Secure two-party computation (S2PC) allows two parties to compute a function on their joint inputs while leaking only the output of the function. At TCC 2009 Orlandi and Nielsen proposed the LEGO protocol for maliciously secure 2PC based on cut-and-choose of Yao’s garbled circuits at the gate level and showed that this is asymptotically more efficient than on the circuit level. Since then the LEGO approach has been improved upon in several theoretical works, but never implemented. In this paper we describe further concrete improvements and provide the first implementation of a protocol from the LEGO family. Our protocol is optimized for the offline/online setting and supports function-independent preprocessing using only a constant number of rounds.
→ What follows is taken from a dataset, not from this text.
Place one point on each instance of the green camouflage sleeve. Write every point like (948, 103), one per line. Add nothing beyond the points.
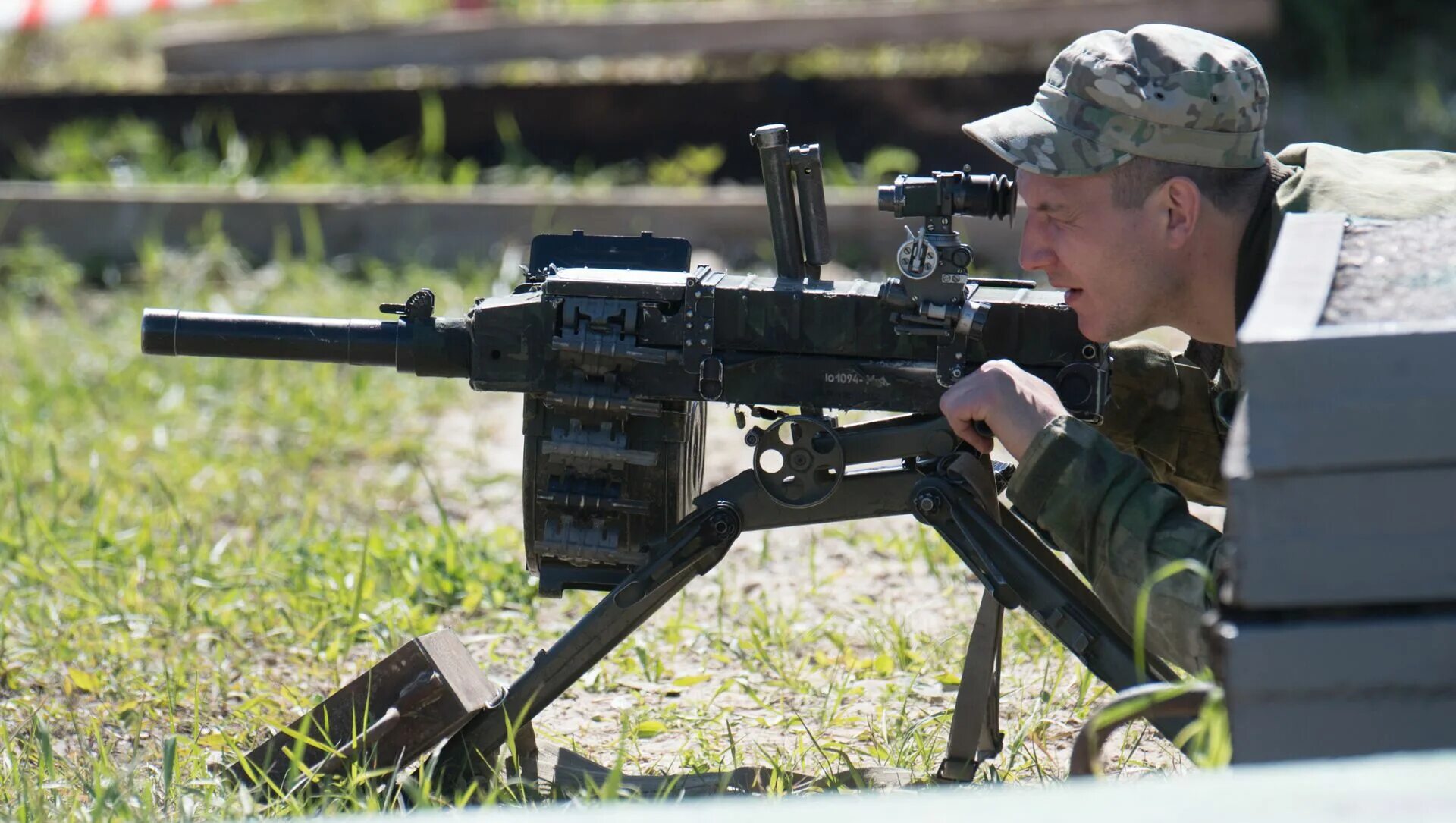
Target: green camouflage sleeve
(1163, 410)
(1119, 526)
We have benchmarked our prototype and find that our protocol can compete with all existing implementations and that it is often more efficient. As an example, in a LAN setting we can evaluate an AES-128 with online latency down to 1.13 ms, while if evaluating 128 AES-128 in parallel the amortized cost is 0.09 ms per AES-128. This online performance does not come at the price of offline inefficiency as we achieve comparable performance to previous, less general protocols, and significantly better if we ignore the cost of the function-independent preprocessing. Also, as our protocol has an optimal 2-round online phase it is significantly more efficient than previous protocols’ when considering a high latency network.